Why use .htaccess file

An .htaccess file is a way to configure the details of your website without needed to alter the server config files. The period that starts the file name will keep the file hidden within the folder.

You can create the .htaccess file in a text editor (make sure to name it only .htaccess without any other extension or name) and then upload it to your site through an ftp client.

Additionally the placement of the .htaccess file is important. The configurations in that file will affect everything in its directory and the directories under it.

Things to be aware of

Although an .htaccess page can be immensely useful and can be used to make marked improvement to a site, there are 2 things that it can influence.

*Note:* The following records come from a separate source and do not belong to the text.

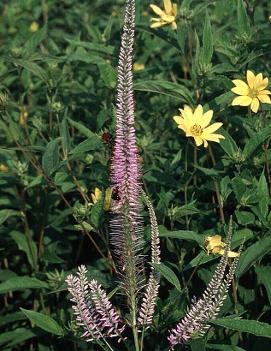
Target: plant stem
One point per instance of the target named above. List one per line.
(216, 186)
(135, 334)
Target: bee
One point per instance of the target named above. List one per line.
(107, 138)
(115, 194)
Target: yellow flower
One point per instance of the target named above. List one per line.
(195, 124)
(3, 168)
(23, 116)
(34, 27)
(138, 66)
(251, 93)
(166, 16)
(215, 245)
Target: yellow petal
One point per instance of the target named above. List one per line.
(233, 254)
(178, 119)
(167, 18)
(240, 83)
(214, 240)
(241, 90)
(198, 113)
(218, 250)
(198, 140)
(187, 114)
(174, 10)
(264, 92)
(213, 137)
(264, 99)
(262, 84)
(156, 10)
(206, 118)
(158, 24)
(250, 79)
(212, 128)
(168, 6)
(255, 105)
(242, 101)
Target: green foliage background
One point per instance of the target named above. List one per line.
(56, 131)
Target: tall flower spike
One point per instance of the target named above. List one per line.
(146, 311)
(194, 323)
(126, 224)
(93, 311)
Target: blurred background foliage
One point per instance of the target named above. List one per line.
(57, 81)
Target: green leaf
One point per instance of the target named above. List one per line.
(168, 274)
(263, 275)
(184, 235)
(31, 67)
(50, 158)
(108, 74)
(228, 144)
(16, 336)
(81, 128)
(173, 90)
(43, 321)
(35, 39)
(245, 326)
(5, 214)
(65, 135)
(198, 344)
(90, 144)
(253, 254)
(244, 217)
(242, 19)
(11, 317)
(257, 139)
(207, 41)
(21, 283)
(263, 193)
(26, 245)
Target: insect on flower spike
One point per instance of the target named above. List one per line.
(126, 224)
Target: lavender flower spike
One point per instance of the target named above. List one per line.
(194, 324)
(126, 225)
(93, 311)
(146, 311)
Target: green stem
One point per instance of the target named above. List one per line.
(142, 339)
(135, 334)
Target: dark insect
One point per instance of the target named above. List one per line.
(115, 194)
(107, 138)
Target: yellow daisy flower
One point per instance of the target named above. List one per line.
(23, 116)
(138, 66)
(251, 93)
(215, 245)
(196, 124)
(96, 196)
(166, 16)
(3, 168)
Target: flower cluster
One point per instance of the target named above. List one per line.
(93, 311)
(195, 322)
(166, 16)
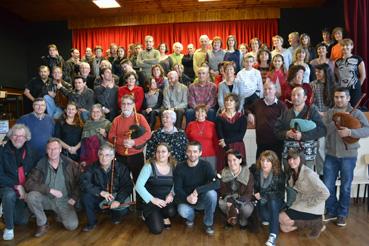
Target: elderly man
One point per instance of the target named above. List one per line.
(81, 95)
(105, 64)
(107, 94)
(97, 61)
(175, 97)
(199, 57)
(40, 124)
(202, 92)
(95, 185)
(71, 66)
(34, 88)
(55, 102)
(129, 144)
(53, 185)
(194, 185)
(17, 158)
(85, 72)
(148, 57)
(187, 62)
(341, 156)
(176, 56)
(263, 114)
(53, 59)
(297, 133)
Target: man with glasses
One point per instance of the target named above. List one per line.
(17, 158)
(40, 124)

  • Speed the .htaccess page may slow down your server somewhat; for most servers this will probably be an imperceptible change. This is because of the location of the page: the .htaccess file affects the pages in its directory and all of the directories under it. Each time a page loads, the server scans its directory, and any above it until it reaches the highest directory or an .htaccess file. This process will occur as long as the AllowOverride allows the use of .htaccess files, whether or not the file the .htaccess files actually exists.
  • Security the .htaccess file is much more accessible than standard apache configuration and the changes are made live instantly (without the need to restart the server). Granting users permission to make alterations in the .htaccess file gives them a lot of control over the server itself. Any directive placed in the .htaccess file, has the same effect as it would in the apache configuration itself.

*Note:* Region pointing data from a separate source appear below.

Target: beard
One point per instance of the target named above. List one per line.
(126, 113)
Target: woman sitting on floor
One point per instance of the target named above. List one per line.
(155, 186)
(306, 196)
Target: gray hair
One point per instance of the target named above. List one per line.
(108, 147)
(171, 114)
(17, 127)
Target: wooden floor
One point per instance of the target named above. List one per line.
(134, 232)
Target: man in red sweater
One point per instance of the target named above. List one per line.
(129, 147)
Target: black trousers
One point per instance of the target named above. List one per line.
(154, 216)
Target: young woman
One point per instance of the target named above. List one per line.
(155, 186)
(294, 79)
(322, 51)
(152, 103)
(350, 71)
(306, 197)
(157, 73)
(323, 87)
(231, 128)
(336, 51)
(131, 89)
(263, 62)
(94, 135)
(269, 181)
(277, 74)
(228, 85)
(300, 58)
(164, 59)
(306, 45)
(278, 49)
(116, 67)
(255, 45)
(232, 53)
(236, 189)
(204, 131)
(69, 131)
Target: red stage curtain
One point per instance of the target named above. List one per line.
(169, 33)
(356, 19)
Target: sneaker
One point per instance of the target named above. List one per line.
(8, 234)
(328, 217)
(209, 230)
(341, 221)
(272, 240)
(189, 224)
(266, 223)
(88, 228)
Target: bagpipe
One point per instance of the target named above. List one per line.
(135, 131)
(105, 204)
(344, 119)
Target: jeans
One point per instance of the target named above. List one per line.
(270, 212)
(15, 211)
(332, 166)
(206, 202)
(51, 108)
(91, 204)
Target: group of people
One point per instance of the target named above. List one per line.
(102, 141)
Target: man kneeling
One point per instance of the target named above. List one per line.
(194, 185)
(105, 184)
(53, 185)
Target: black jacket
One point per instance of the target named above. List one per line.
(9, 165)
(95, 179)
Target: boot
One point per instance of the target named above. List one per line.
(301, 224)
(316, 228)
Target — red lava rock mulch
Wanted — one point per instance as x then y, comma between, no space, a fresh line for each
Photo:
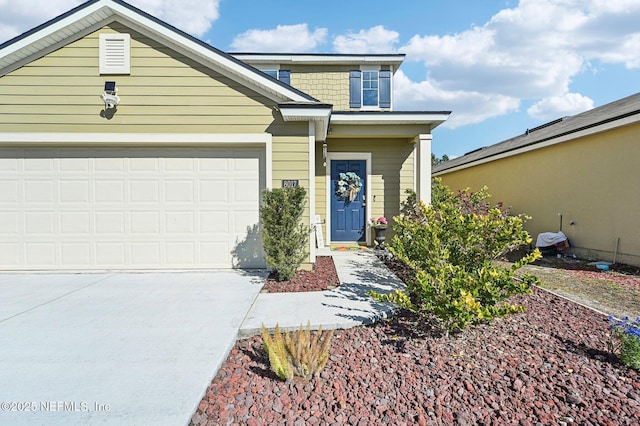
323,276
549,365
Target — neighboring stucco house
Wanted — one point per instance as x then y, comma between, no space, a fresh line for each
127,144
580,174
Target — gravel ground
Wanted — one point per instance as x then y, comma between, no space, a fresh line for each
549,365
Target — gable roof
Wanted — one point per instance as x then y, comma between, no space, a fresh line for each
253,58
94,14
615,114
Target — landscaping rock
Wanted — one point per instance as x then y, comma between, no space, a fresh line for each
549,365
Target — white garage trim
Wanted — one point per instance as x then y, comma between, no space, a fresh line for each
181,139
134,207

Generally speaking, Apache discourages the use of the .htaccess if the user can easily reach the apache configuration files themselves.

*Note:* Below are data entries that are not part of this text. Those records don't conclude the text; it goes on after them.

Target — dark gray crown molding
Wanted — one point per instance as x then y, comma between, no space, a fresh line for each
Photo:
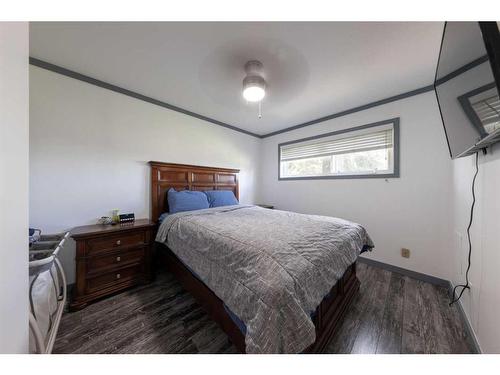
353,110
133,94
81,77
462,69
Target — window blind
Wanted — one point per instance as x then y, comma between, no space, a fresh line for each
376,140
488,110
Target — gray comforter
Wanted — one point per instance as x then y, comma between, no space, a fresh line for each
271,268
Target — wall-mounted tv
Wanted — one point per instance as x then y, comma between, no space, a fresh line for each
467,85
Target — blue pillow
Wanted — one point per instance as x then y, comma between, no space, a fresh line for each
218,198
186,200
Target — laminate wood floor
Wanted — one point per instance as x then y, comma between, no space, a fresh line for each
391,314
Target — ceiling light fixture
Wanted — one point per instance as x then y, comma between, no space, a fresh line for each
254,85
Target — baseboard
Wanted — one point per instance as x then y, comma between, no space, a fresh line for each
468,325
432,280
403,271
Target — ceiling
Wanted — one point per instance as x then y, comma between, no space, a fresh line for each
312,69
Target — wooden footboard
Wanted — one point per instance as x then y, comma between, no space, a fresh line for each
326,319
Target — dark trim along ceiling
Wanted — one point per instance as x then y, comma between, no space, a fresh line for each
121,90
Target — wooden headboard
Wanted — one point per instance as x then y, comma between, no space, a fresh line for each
187,177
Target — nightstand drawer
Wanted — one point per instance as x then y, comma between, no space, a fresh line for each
101,264
97,245
116,277
111,258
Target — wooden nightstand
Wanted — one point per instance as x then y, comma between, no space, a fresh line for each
110,258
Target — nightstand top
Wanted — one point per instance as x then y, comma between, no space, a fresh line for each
96,229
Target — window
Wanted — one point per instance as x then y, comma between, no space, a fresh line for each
365,151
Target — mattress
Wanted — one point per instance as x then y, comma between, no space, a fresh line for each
271,268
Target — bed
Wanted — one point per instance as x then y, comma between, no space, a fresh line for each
274,281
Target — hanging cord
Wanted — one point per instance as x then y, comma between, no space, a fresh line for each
466,286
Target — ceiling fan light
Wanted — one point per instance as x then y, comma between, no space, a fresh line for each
254,88
254,93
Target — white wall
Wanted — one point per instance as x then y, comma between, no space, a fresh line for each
14,187
89,149
412,211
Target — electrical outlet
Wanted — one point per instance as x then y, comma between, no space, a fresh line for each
405,253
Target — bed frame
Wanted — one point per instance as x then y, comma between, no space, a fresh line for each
189,177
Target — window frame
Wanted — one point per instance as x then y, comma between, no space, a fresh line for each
396,169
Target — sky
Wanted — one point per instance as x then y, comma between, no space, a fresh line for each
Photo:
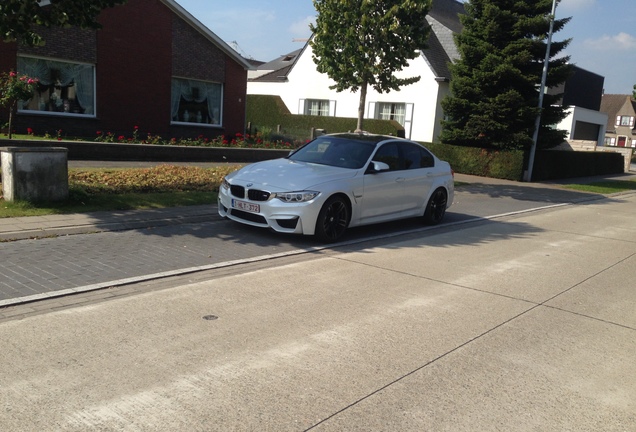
603,32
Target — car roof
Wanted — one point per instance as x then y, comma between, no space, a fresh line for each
363,136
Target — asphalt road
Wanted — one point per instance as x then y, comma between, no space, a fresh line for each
49,266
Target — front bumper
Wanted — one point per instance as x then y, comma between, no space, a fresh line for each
291,218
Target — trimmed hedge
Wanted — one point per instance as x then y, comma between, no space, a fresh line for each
480,162
266,111
554,164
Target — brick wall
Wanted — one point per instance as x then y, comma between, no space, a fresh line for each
141,46
234,98
65,43
193,56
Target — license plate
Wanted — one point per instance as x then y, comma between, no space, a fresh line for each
248,207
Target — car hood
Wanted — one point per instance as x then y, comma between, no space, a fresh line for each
287,175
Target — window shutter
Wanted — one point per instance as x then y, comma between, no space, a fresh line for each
408,121
370,111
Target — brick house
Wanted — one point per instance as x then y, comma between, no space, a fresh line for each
621,111
152,65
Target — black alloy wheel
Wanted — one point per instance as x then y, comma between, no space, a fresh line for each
333,220
436,207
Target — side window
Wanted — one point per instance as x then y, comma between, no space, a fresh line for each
390,155
416,156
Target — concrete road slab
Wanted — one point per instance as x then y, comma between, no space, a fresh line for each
291,347
609,296
520,258
546,371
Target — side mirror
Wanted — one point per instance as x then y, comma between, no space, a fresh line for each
376,167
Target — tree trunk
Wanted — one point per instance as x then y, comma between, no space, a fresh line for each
11,108
363,99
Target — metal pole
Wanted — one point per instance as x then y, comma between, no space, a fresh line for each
544,77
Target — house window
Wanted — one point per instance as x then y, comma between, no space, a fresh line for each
317,107
197,102
63,87
391,111
625,121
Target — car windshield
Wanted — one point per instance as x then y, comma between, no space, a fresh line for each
336,151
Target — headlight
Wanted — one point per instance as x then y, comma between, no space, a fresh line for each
292,197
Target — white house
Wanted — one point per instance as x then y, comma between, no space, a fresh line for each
416,107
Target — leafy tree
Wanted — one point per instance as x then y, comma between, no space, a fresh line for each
495,84
17,17
361,43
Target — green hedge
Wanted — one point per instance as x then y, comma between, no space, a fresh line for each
269,112
480,162
554,164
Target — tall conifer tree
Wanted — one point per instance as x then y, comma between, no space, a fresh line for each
495,84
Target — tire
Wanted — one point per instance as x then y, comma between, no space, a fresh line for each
333,220
436,207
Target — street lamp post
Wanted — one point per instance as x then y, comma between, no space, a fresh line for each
544,77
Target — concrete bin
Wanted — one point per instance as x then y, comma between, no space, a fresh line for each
34,174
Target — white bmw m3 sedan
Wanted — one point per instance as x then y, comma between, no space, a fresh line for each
339,181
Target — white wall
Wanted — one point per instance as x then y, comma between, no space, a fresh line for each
576,114
304,82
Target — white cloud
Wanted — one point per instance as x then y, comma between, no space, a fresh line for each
575,5
620,42
301,28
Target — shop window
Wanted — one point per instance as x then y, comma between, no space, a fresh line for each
63,87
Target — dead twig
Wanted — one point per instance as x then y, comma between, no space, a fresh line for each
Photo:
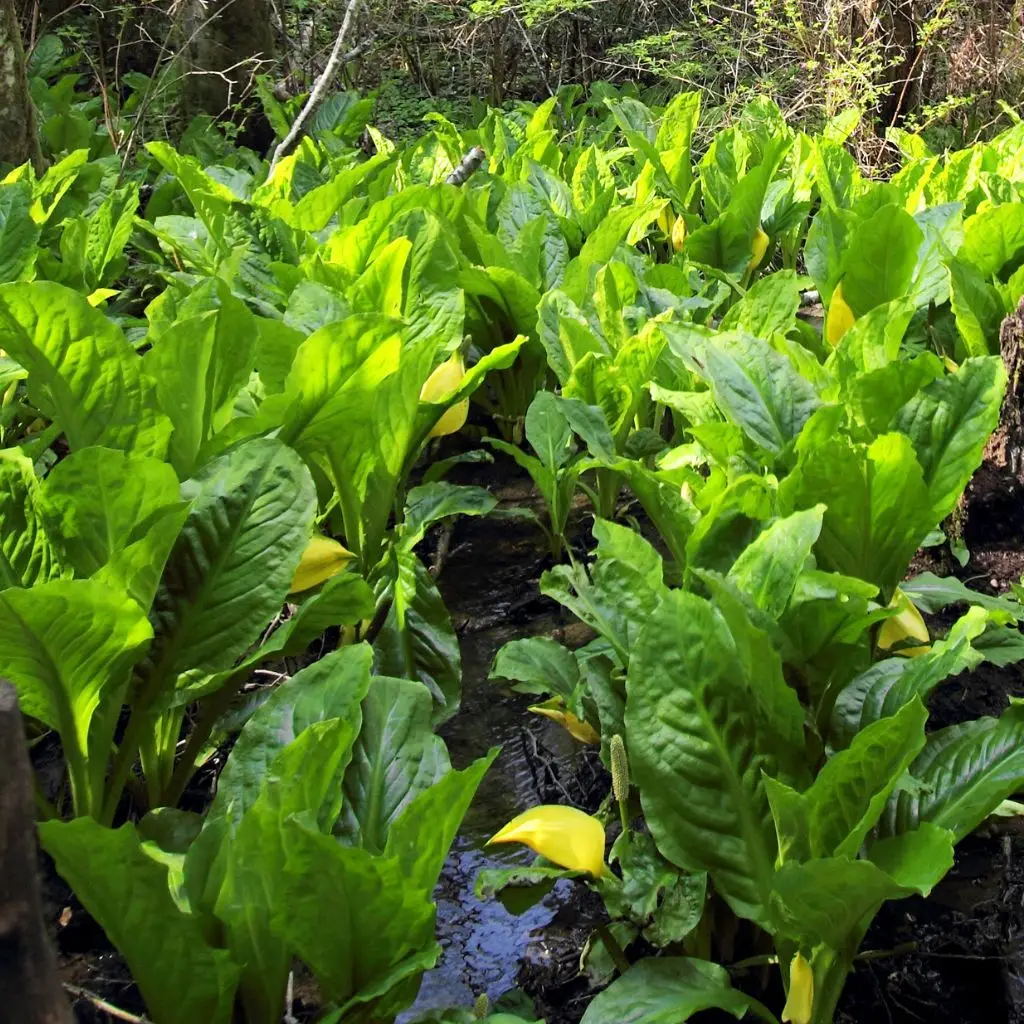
100,1004
334,61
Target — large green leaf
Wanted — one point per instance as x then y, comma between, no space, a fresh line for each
200,364
332,687
82,372
965,772
98,501
769,567
977,307
993,238
181,978
396,757
27,554
302,779
881,259
418,640
948,423
381,928
539,666
68,646
827,899
879,507
425,828
698,752
759,390
430,503
669,990
233,561
851,790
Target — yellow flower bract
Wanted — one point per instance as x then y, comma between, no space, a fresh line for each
576,727
437,387
839,318
323,558
800,1003
563,835
907,625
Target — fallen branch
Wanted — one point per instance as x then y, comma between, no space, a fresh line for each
334,61
108,1008
467,167
30,988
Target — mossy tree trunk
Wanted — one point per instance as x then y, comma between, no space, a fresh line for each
18,141
225,44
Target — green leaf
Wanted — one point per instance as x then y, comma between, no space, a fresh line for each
769,567
82,372
977,307
826,900
698,752
231,566
429,503
333,687
422,834
918,859
548,431
211,200
993,238
668,990
881,258
18,232
200,365
381,928
965,772
769,308
879,508
850,792
932,594
396,757
343,600
27,554
888,685
759,390
68,646
418,640
540,666
98,501
949,422
181,978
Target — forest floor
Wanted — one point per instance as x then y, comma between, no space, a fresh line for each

How to Activate an .htaccess file

If you have access to the server settings you can edit the configuration to allow the .htaccess file to override standard website configs. Open the apache2 default host configuration file. NB: You will need sudo privileges for this step.

sudo nano /etc/apache2/sites-available/default

Once inside that file, find the following section, and change the line that says AllowOverride from None to All. The section should now look like this:

<Directory /var/www/>
           Options Indexes FollowSymLinks MultiViews
           AllowOverride All
           Order allow,deny
           allow from all
</Directory>

After you save and exit that file, restart apache

sudo service apache2 restart

Creating the .htaccess file

You can create the .htaccess file in a text editor (make sure to name it only .htaccess without any other extension or name) and then upload it to your site through an ftp client.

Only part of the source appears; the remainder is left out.